Visualizing Shakespeare’s Sonic Signatures Alexander Eric Carlson Carleton College, United States of America ealexander@carleton.edu Nichols Elizabeth Carleton College, United States of America nicholsl@carleton.edu Bayer Estelle Carleton College, United States of America bayere@carleton.edu 2019-05-06T02:22:00Z Name, Institution
Street City Country Name

Converted from a Word document

Paper Poster sonic signatures visualization corpus and text analysis literary studies natural language processing linguistics English

Good authors imbue their characters with distinctive voices that are often discernible devoid of explicit dialog labels, both by their word choice as well as sometimes by the actual sound of the words. For instance, in Shakespeare's Othello, the speech of the titular character is said to be characterized by longer, rounder vowel sounds than the quick speech of his counterpart, Iago. This phenomenon provokes a wide variety of questions: Can we detect these differences in speech computationally? If so, what would it tell us about these characters? What would it tell us about the author?

We set out to see if we could detect a difference between Shakespearean characters based on the sounds they made: what we call their “sonic signatures” (though “phonetic signatures” might be more accurate). To be clear, we were interested in the sounds associated with the words themselves, not the voice of a particular actor. We used a library called NLTK (Loper and Bird, 2002) to convert plain text versions of every character's lines into strings of phonemes, or perceptually distinct units of sounds. For instance, the word “cheese” is made up of three phonemes, which can be written “CH IY Z.” Having converted each character into 39 counts of these different phonemes, we used a machine learning technique called Naive Bayes to create a classifier for differentiating them.

We initially chose to try and tell the difference not between individual characters but between different common character roles in Shakespearean plays: protagonists, antagonists, and fools. We achieved partial success, finding that we were able to predict a character's role based on the sounds they made significantly better than chance, though with far from perfect accuracy (87%). It may be possible to improve our accuracy, and perhaps train a classifier to detect more specific differences between individual characters, but this was not the immediate next step. Our results serve as a proof of concept, showing that we can detect differences in sonic signatures between characters. However, this had been reliant on modern pronunciation of the source text, which is sometimes quite different from how Shakespeare's actors might have pronounced his words. As such, we then converted our data to original pronunciations derived from a Shakespearean pronunciation dictionary (Crystal, 2016), and found that our accuracy changed very little.

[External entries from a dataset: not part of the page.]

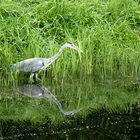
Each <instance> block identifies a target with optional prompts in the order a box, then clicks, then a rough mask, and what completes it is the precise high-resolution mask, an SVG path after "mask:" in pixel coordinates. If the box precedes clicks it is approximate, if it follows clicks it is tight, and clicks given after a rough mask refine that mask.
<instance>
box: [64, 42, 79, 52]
mask: <svg viewBox="0 0 140 140" xmlns="http://www.w3.org/2000/svg"><path fill="white" fill-rule="evenodd" d="M64 46H65V47H69V48H72V49H74V50H77V51H81V50H80V49H79V48H78V47H77V46H75V45H74V44H73V43H71V42H66V43H65V44H64Z"/></svg>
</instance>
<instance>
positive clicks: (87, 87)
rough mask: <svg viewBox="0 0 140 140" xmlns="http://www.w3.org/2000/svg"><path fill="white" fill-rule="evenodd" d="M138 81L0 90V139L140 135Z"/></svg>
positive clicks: (45, 85) (92, 83)
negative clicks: (134, 81) (137, 82)
mask: <svg viewBox="0 0 140 140" xmlns="http://www.w3.org/2000/svg"><path fill="white" fill-rule="evenodd" d="M139 103H140V88H139V83H134V82H122V81H121V82H120V81H108V82H106V83H103V82H102V83H101V82H100V83H94V82H93V80H91V79H75V80H69V81H61V82H60V81H59V82H56V81H55V82H51V83H49V82H47V83H45V84H32V85H29V84H20V85H18V86H8V87H2V88H1V90H0V135H1V139H37V140H43V139H44V140H46V139H70V140H77V139H79V140H89V139H99V140H102V139H140V104H139Z"/></svg>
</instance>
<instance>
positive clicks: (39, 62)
mask: <svg viewBox="0 0 140 140" xmlns="http://www.w3.org/2000/svg"><path fill="white" fill-rule="evenodd" d="M43 66H44V63H43V62H41V61H37V62H34V63H33V65H32V66H31V72H37V71H39V70H41V68H43Z"/></svg>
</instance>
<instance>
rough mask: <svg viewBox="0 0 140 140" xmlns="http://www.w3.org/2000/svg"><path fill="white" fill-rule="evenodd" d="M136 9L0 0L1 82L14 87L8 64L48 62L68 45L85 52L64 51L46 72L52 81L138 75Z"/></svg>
mask: <svg viewBox="0 0 140 140" xmlns="http://www.w3.org/2000/svg"><path fill="white" fill-rule="evenodd" d="M139 14H140V5H139V1H137V0H117V2H116V0H107V1H100V0H96V1H94V2H93V1H92V0H83V1H82V2H81V1H79V0H78V1H69V0H61V1H57V0H49V1H47V2H46V1H43V0H41V1H35V2H34V1H24V0H22V1H20V2H19V1H14V0H13V1H12V0H11V1H8V0H7V1H2V2H1V4H0V21H1V22H0V77H1V83H13V84H14V83H16V82H18V81H21V80H22V79H23V78H22V76H21V77H20V78H18V76H16V78H14V77H15V76H14V74H13V73H11V70H10V69H9V67H8V66H9V64H11V63H15V62H17V61H20V60H23V59H26V58H30V57H50V56H52V55H54V54H55V53H56V52H57V51H58V49H59V47H60V46H61V45H62V44H63V43H64V42H66V41H71V42H73V43H75V44H76V45H77V46H79V48H81V49H82V50H83V52H84V53H83V54H77V53H75V52H73V51H72V50H65V52H64V53H63V54H62V56H61V57H60V59H59V60H58V61H57V62H54V63H53V64H52V65H51V66H50V69H49V70H48V77H54V78H55V79H58V78H59V77H61V78H66V77H68V75H69V77H72V76H75V75H78V76H82V75H93V76H94V77H95V79H100V80H105V79H110V78H111V79H114V78H126V77H131V78H132V79H134V80H138V79H139V76H140V68H139V66H140V47H139V46H140V37H139V31H140V28H139V23H140V22H139V21H140V17H139Z"/></svg>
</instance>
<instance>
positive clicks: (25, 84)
mask: <svg viewBox="0 0 140 140" xmlns="http://www.w3.org/2000/svg"><path fill="white" fill-rule="evenodd" d="M18 91H19V92H20V93H21V94H23V95H25V96H28V97H31V98H37V99H48V100H49V101H52V102H53V103H54V104H55V105H56V106H57V107H58V109H59V110H60V111H61V112H62V113H63V114H64V115H66V116H68V115H70V116H72V115H74V114H75V113H78V112H79V111H80V110H81V109H75V110H72V111H65V110H64V109H63V107H62V104H61V103H60V101H59V100H58V99H57V98H56V97H55V96H54V95H53V94H52V92H51V91H50V90H49V89H48V88H47V87H45V86H43V85H39V84H25V85H21V86H19V87H18Z"/></svg>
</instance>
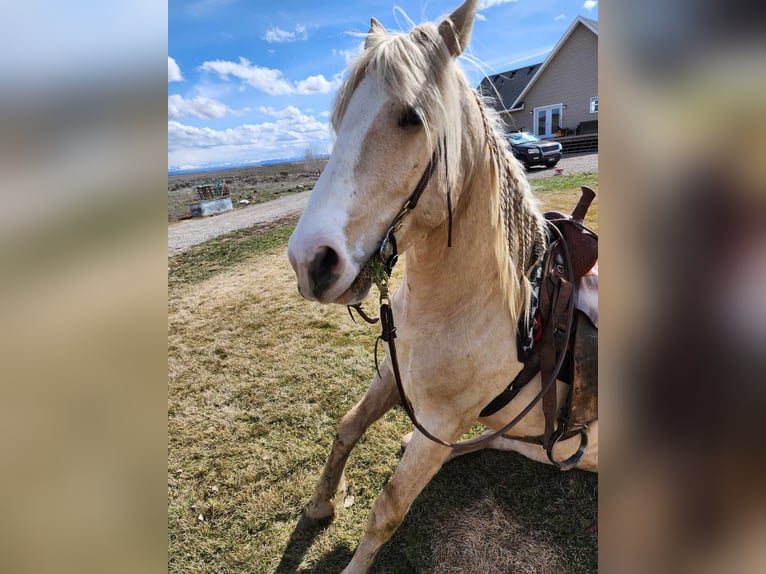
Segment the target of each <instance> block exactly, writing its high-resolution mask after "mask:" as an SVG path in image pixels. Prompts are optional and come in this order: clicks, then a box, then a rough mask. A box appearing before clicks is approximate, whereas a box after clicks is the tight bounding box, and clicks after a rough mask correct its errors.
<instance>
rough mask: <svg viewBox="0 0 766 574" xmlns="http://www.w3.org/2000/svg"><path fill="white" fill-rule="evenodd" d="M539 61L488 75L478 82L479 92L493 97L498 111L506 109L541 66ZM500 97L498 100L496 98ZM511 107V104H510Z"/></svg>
mask: <svg viewBox="0 0 766 574" xmlns="http://www.w3.org/2000/svg"><path fill="white" fill-rule="evenodd" d="M542 65H543V63H542V62H539V63H537V64H533V65H531V66H524V67H523V68H516V69H515V70H509V71H507V72H503V73H502V74H494V75H492V76H488V77H486V78H484V79H483V80H482V81H481V84H479V88H478V90H479V93H480V94H481V95H483V96H489V97H491V98H494V105H495V108H496V109H497V110H498V111H506V108H508V107H509V106H508V104H513V103H514V102H515V101H516V100H517V99H518V97H519V94H520V93H521V92H522V91H523V90H524V88H526V87H527V84H529V82H530V80H531V79H532V78H533V77H534V75H535V72H537V70H538V69H539V68H540V66H542ZM498 97H499V98H500V99H499V100H498V99H497V98H498ZM510 107H512V106H510Z"/></svg>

Aside from problems with early modern pronunciation, a perfect classifier is not precisely the end goal. Rather, the motivating research question is what insight can differences in sonic signatures provide scholars regarding the differences between characters and authors. For instance, do some authors write such that their characters’ signatures are more distinguishable? For such insight, it is important to be able to present scholars with analysis of the important phonemes in the context of the passages themselves, such that they are able to apply practices of close reading to investigate differences.

To afford such investigation as it relates to a potential interpretation of individual phonemes, we have created a prototype of a visual tool for comparing the “lightness” and “darkness” of the speech of individual characters. Our tool, called Ophelia’s OH, has grown into a system for comparing the prevalence within characters' speech of vowel sounds that have found to be associated with “light” and “dark” connotations (Newman, 1931). Its colored visualizations highlight characters that use dramatically more or less of a particular vowel sound than the rest of the characters in the play (see Figure 1). Upon identifying a character of interest, a researcher can click to drill down into a view of that character’s lines, annotated with colored tags showing relative proportions of different phonemes within the passages themselves. Such “tagged text” representations help place vowel differences in more specific context within the plays.

Figure : Screenshot of Ophelia’s OH, a prototype for detecting differences in the “lightness” and “darkness” of characters' characteristic speech patterns.

Going forward, we plan to work with readers to refine Ophelia’s OH to better highlight the most important characters and phonemes, and extend it to be able to discern differences amongst authors. Finally, we mean to extend our scope to determine whether the ability to distinguish characters by sonic signature is done by different authors with differing levels of success.

Bibliography Crystal, D. (2016).  The Oxford dictionary of original Shakespearean pronunciation . Oxford University Press. Loper, E. and Bird, S. (2002). NLTK: the natural language toolkit.  arXiv preprint cs/0205028 . Newman, S.N. (1931). Further experiments in phonetic symbolism.  American Journal of Psychology 45 , pp.53-75.